The Bridge scenario builds upon the CurPol scenario and assumes that certain good practice policies, which have shown to be effective in some countries7–9, will be implemented globally from 2020 until 2030 (Supplementary Table 1 in Supplementary Data lists the good practice policies, while Supplementary Table 2 gives an overview of their implementation in models, with the implemented shares ranging from 44% to 94%). After 2030, the Bridge scenario transitions to a 2 °C scenario following a cost-effective pathway (see below). The set of policies was defined in dialogue with national model teams, granting a more realistic scenario narrative (for more details, see the Supplementary Information). This was done in multiple rounds. First, national modelling teams responded to the proposed good practice policies (based on literature), considering whether these policies could be realistically implemented in their countries and, if not, what other target levels or years would be feasible. These teams cover Australia, Brazil, Canada, China, EU, India, Indonesia, Japan, Republic of Korea, Russia, United States; i.e., approximately 75% of global emissions. Second, the policy list was adjusted to differentiate country groups, regarding the timing and stringency of the targets. Third, some national models ran the refined scenarios and provided feedback, upon which the list was further refined. As such, we eventually defined two country groups (high-income and middle-/low-income), and in some cases three (adding Other, with different definition per measure), which were found to offer enough differentiation to be nationally relevant while still adhering to a common set of policy measures. Finally, all national and global model teams ran the agreed set of scenarios.
A distinction is made between low/medium-income and high-income countries in terms of timing and stringency of good practice policy targets. The AFOLU sector’s measures are differentiated mostly in terms of stringency, not timing, considering the current differences in efficiency between high- and lower-income countries. Afforestation rates have a more specific country differentiation, based on NDC ambition. Energy supply measures are rather similar between countries as these are already more widespread, with the exception of coal phase-out, where low-income countries would need more time. Measures in the buildings sector are differentiated in terms of timing (overall energy intensity of buildings and oil boilers) as well as stringency (efficiency of appliances and renovation rate) given the different starting points and future service demand in country groups.

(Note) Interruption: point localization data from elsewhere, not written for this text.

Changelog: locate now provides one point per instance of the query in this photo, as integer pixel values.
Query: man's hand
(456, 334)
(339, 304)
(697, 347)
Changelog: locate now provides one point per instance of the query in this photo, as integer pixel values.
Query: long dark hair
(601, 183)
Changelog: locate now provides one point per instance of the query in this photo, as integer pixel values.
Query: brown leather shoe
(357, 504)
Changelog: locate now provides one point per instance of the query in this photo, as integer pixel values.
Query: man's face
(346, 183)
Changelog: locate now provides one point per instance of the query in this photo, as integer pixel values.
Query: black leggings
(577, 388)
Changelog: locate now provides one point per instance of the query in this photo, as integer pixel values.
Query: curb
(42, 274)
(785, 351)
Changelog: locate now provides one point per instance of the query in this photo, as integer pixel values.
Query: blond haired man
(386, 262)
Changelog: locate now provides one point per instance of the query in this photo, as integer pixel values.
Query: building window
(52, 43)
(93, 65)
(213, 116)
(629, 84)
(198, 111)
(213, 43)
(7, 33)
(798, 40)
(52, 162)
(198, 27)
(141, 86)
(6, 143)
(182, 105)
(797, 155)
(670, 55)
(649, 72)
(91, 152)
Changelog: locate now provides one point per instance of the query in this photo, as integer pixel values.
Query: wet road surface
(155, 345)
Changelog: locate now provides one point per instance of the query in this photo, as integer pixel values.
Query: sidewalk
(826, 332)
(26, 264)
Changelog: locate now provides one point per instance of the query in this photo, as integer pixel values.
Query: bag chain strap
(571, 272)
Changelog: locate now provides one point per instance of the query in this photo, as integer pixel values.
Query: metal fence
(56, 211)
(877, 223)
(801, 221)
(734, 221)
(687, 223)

For industry, the CCS measure was differentiated in timing only, as the development of the technology has a global nature, but its implementation may encounter different institutional barriers between higher and lower-income countries. For adipic/acid production, no differentiation was applied as significant emissions reductions are already technically possible. For F-gases, the differentiation is in line with the Kigali Agreement. Transport measures were not differentiated for aviation due to its global nature, but vehicle measures were assumed to be less stringent in low-income countries given different starting points. Given the more abundant use of landfilling in lower-income countries, reductions in methane emissions from waste were assumed to be smaller than in high-income countries.
Finally, as opposed to Fekete et al7., carbon pricing is included as good practice policy, although it may be considered as a top-down policy of different nature than the other policies. Carbon pricing and emission trading schemes have been successfully implemented in various countries. Furthermore, previous work9 highlights that good practice regulatory policies should be considered as complements to pricing-based approaches. In the simulations, the carbon price applies to all gases and sectors, hence represents an idealized view of carbon pricing schemes. It does not take the highest carbon price currently observed as starting point, but rather an approach in which countries were divided in three tiers with different carbon price levels and timelines to be most relevant to the countries represented here, and to better reflect the current status of pricing measures, such as ETS39. As a variant and to analyse the effect of this measure, some models ran an additional scenario excluding the carbon price measure (see Supplementary Fig. 7).